Does she lament the changes to British society over the past century? ‘I think it’s good that society is muddled up,’ states Elfrida. ‘Nothing but good. I don’t believe in elitism. But I think in a lot of ways it’s just gone too far the other way.’

As a deb she received, she says, ‘a ridiculous amount of publicity. Because of my well-known family name I was constantly photographed and quoted, often in the most banal way.’ She has kept scrap books stuffed to the brim full of the hundreds of various newspaper cuttings from the time, which she leafs through with the distance and amusement of someone who still finds it baffling today.

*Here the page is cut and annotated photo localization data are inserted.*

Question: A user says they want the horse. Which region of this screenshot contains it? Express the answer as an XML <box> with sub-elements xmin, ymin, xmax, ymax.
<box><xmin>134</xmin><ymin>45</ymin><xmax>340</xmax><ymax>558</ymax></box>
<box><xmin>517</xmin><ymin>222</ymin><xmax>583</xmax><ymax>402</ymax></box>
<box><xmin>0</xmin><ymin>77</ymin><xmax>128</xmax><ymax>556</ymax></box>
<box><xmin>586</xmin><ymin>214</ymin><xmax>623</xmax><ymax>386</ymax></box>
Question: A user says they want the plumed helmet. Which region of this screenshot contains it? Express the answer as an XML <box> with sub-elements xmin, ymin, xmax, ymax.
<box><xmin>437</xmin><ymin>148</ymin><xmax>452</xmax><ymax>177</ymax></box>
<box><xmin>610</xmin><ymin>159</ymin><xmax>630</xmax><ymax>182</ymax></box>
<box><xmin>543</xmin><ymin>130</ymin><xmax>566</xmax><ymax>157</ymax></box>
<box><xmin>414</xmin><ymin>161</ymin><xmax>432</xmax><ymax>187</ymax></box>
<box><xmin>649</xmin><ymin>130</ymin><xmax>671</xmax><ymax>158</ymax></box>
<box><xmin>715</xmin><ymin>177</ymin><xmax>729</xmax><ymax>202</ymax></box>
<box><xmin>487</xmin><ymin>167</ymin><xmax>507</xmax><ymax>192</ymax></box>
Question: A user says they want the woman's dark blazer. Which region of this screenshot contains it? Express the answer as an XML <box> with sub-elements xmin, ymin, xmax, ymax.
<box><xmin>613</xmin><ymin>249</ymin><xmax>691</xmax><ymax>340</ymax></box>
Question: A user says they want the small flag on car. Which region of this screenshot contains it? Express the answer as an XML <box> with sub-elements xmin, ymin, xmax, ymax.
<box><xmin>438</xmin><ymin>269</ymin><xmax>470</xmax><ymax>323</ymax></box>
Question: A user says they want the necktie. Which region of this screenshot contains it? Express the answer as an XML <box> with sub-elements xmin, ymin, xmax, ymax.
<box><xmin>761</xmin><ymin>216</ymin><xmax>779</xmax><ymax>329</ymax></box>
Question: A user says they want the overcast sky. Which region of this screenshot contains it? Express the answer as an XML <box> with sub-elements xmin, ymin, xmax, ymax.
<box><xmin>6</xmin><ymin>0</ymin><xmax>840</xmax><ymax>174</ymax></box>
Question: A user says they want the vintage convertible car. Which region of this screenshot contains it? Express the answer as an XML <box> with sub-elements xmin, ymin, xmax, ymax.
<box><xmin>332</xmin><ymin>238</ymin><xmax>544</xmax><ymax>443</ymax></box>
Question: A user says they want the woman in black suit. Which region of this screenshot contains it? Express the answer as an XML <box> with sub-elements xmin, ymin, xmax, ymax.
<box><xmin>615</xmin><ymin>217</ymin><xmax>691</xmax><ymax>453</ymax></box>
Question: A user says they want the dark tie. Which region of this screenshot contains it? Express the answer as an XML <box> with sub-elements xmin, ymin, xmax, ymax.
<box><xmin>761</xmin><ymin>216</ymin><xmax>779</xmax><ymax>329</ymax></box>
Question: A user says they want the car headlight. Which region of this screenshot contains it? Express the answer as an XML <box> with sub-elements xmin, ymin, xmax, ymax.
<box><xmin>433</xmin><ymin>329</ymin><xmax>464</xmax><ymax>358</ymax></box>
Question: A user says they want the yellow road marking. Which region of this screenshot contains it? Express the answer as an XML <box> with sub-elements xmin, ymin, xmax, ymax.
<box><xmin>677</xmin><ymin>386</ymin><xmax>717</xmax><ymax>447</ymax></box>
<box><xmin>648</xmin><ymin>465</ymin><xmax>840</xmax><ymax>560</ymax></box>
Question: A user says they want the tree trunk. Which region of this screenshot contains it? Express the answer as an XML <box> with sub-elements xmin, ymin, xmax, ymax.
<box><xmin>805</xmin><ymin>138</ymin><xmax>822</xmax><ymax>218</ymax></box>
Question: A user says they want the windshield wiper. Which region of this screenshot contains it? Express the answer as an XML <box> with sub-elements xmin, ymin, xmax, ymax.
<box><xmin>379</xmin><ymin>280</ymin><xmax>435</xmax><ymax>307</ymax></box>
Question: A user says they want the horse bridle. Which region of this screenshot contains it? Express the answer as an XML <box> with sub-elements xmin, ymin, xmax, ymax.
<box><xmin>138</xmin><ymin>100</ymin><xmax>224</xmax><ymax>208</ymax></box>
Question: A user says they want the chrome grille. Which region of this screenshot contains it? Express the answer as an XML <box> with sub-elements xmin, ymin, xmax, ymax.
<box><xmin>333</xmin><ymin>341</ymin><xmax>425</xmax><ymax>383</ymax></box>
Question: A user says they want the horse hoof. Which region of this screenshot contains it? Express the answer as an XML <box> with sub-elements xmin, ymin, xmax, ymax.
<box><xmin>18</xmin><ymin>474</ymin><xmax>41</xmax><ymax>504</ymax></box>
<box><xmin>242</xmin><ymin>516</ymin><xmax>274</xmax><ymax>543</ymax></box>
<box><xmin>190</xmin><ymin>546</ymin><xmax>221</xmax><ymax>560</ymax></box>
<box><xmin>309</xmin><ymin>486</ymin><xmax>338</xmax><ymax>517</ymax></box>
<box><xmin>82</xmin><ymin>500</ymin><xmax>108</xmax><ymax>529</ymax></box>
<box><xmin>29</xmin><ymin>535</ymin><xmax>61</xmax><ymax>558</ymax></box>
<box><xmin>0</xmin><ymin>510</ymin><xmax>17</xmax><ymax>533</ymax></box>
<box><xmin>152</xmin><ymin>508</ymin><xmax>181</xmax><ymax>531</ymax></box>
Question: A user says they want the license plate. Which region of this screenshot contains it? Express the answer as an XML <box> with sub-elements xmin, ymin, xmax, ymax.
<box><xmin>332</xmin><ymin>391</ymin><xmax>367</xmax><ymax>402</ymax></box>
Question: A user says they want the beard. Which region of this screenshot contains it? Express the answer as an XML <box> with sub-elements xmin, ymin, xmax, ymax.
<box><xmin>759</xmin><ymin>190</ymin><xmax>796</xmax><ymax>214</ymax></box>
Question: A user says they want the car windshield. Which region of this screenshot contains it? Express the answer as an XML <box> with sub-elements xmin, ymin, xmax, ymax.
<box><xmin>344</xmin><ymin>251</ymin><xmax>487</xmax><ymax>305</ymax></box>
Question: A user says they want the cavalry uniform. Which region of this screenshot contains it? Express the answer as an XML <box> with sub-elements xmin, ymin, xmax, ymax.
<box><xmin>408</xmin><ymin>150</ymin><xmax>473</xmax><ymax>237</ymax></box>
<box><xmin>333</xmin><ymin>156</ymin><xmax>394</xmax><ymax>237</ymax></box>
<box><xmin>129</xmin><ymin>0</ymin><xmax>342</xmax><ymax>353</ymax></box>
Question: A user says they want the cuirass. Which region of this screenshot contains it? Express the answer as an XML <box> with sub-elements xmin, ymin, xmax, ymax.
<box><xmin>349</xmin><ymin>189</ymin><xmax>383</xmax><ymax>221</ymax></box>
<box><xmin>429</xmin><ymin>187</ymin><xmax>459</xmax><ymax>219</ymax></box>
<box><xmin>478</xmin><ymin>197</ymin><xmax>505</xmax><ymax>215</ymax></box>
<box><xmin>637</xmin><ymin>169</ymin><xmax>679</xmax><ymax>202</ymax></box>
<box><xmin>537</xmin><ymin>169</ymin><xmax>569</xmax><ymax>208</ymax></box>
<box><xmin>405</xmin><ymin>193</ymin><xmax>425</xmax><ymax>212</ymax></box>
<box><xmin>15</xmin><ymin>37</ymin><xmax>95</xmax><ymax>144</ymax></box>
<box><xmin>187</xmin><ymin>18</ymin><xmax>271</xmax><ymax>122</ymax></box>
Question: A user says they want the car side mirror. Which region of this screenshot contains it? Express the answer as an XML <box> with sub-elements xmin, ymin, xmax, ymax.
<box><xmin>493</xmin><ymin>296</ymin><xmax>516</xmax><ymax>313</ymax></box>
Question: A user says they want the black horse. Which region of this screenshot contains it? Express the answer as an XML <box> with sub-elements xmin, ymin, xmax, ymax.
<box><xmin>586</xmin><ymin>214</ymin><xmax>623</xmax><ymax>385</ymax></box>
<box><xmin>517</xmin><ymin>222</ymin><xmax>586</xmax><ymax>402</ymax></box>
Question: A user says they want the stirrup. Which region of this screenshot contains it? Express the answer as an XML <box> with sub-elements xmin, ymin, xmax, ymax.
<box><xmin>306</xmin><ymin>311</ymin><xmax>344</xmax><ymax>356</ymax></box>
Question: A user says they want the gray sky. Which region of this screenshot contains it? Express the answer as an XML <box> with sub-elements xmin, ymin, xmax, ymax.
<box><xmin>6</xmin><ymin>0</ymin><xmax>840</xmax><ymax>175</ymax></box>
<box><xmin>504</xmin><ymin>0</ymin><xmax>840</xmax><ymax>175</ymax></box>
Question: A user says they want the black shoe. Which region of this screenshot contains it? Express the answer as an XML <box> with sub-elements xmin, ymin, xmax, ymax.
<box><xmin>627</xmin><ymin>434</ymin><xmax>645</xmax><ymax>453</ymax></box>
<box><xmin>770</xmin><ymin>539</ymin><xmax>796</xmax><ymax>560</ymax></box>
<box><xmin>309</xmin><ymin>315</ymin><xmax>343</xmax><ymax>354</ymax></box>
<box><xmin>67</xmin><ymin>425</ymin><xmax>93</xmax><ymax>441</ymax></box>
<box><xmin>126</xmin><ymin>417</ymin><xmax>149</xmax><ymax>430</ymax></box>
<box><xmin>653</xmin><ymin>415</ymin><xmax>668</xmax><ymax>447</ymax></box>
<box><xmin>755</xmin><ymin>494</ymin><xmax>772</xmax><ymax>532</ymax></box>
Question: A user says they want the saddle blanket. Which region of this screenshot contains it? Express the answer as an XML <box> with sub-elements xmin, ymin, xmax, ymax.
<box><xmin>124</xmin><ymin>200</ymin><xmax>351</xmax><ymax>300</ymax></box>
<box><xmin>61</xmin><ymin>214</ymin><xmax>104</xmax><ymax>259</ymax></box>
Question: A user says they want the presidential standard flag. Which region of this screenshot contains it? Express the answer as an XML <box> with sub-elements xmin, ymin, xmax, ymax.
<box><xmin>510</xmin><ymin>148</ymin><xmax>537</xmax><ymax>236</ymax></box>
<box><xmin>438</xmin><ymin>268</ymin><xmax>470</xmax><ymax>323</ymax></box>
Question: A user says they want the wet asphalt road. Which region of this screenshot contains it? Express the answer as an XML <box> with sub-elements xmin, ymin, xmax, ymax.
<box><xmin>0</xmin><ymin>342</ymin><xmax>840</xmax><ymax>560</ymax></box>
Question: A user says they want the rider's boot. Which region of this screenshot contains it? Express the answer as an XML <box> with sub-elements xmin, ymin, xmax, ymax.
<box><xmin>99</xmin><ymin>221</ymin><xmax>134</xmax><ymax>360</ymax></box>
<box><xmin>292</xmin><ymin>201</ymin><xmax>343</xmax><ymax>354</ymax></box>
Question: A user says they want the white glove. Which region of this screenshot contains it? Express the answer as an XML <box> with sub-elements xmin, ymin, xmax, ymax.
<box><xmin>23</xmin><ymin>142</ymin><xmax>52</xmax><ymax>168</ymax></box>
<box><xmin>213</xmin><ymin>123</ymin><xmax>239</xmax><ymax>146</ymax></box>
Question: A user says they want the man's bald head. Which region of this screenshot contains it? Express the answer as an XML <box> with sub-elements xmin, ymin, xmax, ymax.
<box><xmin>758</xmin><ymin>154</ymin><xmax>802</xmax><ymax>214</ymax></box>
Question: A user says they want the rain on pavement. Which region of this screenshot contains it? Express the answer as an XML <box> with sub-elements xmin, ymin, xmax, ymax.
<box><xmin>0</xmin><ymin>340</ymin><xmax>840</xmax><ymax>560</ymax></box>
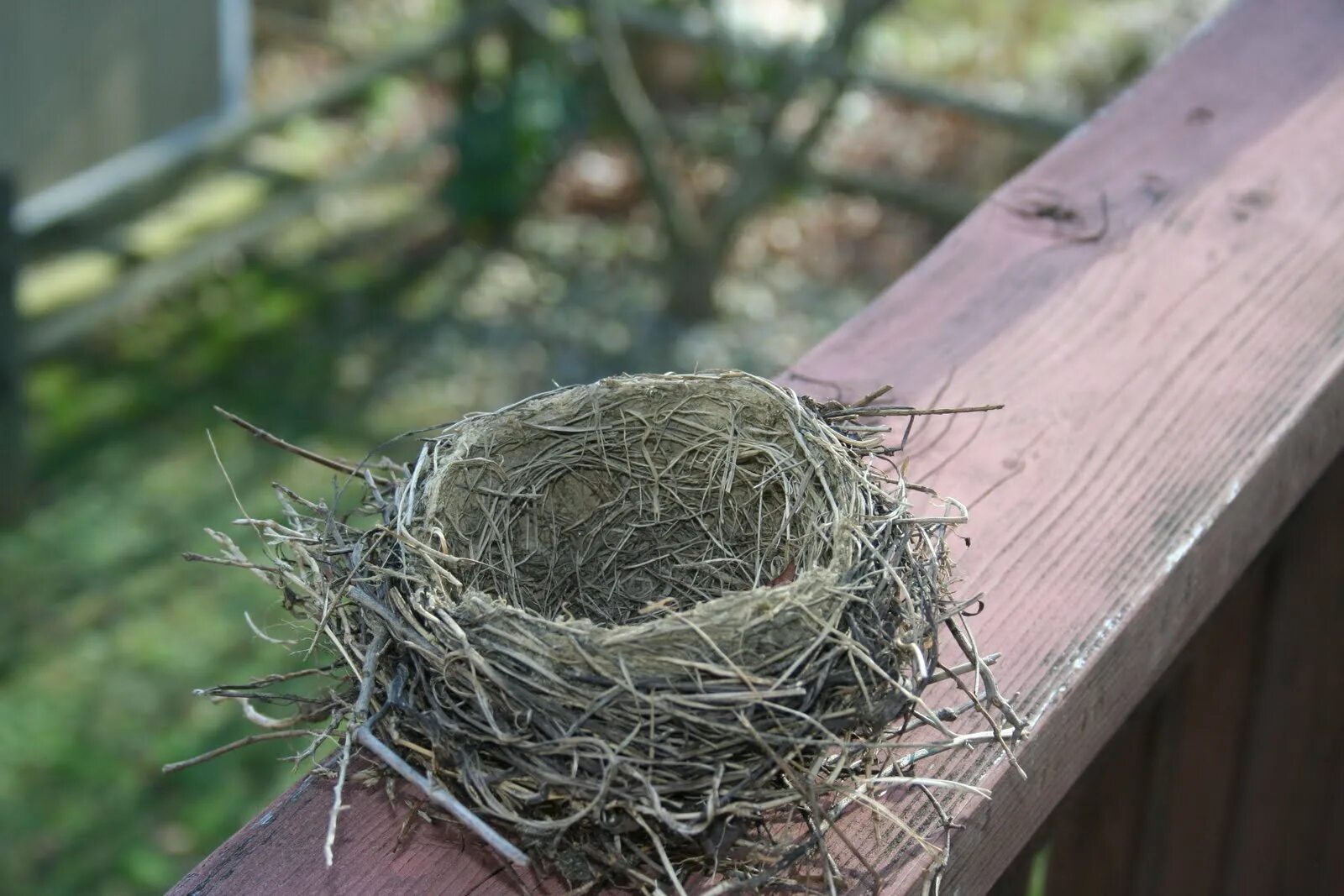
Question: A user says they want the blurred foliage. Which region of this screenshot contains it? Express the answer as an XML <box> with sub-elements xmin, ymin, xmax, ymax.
<box><xmin>444</xmin><ymin>54</ymin><xmax>585</xmax><ymax>244</ymax></box>
<box><xmin>0</xmin><ymin>0</ymin><xmax>1226</xmax><ymax>893</ymax></box>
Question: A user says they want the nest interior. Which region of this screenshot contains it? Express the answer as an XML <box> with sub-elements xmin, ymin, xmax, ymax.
<box><xmin>198</xmin><ymin>372</ymin><xmax>1001</xmax><ymax>892</ymax></box>
<box><xmin>417</xmin><ymin>379</ymin><xmax>864</xmax><ymax>625</ymax></box>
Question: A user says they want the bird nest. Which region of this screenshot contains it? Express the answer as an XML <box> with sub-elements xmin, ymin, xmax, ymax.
<box><xmin>181</xmin><ymin>372</ymin><xmax>1021</xmax><ymax>892</ymax></box>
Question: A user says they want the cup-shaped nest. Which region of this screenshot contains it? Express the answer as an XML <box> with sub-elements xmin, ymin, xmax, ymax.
<box><xmin>202</xmin><ymin>372</ymin><xmax>1011</xmax><ymax>889</ymax></box>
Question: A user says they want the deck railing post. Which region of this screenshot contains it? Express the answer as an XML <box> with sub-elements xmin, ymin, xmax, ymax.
<box><xmin>0</xmin><ymin>170</ymin><xmax>27</xmax><ymax>524</ymax></box>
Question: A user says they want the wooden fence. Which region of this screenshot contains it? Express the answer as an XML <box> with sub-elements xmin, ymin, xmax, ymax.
<box><xmin>165</xmin><ymin>0</ymin><xmax>1344</xmax><ymax>896</ymax></box>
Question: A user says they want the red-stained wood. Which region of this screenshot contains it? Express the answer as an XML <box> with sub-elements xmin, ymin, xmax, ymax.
<box><xmin>176</xmin><ymin>0</ymin><xmax>1344</xmax><ymax>894</ymax></box>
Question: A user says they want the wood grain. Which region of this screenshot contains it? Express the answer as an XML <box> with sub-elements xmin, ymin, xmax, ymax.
<box><xmin>175</xmin><ymin>0</ymin><xmax>1344</xmax><ymax>893</ymax></box>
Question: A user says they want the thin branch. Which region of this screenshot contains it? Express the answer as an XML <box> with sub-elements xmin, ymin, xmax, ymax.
<box><xmin>587</xmin><ymin>0</ymin><xmax>708</xmax><ymax>250</ymax></box>
<box><xmin>710</xmin><ymin>0</ymin><xmax>894</xmax><ymax>244</ymax></box>
<box><xmin>163</xmin><ymin>728</ymin><xmax>324</xmax><ymax>773</ymax></box>
<box><xmin>209</xmin><ymin>405</ymin><xmax>391</xmax><ymax>486</ymax></box>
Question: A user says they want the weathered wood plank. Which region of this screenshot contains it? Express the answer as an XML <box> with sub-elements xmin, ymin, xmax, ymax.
<box><xmin>168</xmin><ymin>0</ymin><xmax>1344</xmax><ymax>893</ymax></box>
<box><xmin>1129</xmin><ymin>556</ymin><xmax>1263</xmax><ymax>896</ymax></box>
<box><xmin>795</xmin><ymin>0</ymin><xmax>1344</xmax><ymax>893</ymax></box>
<box><xmin>1216</xmin><ymin>459</ymin><xmax>1344</xmax><ymax>896</ymax></box>
<box><xmin>1046</xmin><ymin>701</ymin><xmax>1163</xmax><ymax>896</ymax></box>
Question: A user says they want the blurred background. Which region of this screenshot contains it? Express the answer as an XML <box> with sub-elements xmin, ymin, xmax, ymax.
<box><xmin>0</xmin><ymin>0</ymin><xmax>1221</xmax><ymax>893</ymax></box>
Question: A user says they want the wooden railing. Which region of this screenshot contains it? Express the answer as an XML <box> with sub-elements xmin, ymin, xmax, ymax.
<box><xmin>175</xmin><ymin>0</ymin><xmax>1344</xmax><ymax>896</ymax></box>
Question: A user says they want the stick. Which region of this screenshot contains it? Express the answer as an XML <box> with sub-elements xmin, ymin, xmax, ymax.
<box><xmin>215</xmin><ymin>405</ymin><xmax>391</xmax><ymax>486</ymax></box>
<box><xmin>163</xmin><ymin>728</ymin><xmax>325</xmax><ymax>773</ymax></box>
<box><xmin>354</xmin><ymin>726</ymin><xmax>531</xmax><ymax>865</ymax></box>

‘I hate this celebrity over-the top famous for being famous. I love people being famous for doing something worthwhile. Not just famous for nothing,’ she says. For of course Elfrida’s life as a debutante was just an episode in a very full life lived around the world, from Europe to Hong Kong to Australia where she ran some of the world’s best ballet schools, the Vacani schools.

It was right that the season ended when it did because there simply wasn’t a place for it in modern society anymore, she stresses. ‘Although I would have been chagrined if they’d ended in 1957,’ she adds, with the same charming yet mischievous smile which appears in all the cuttings.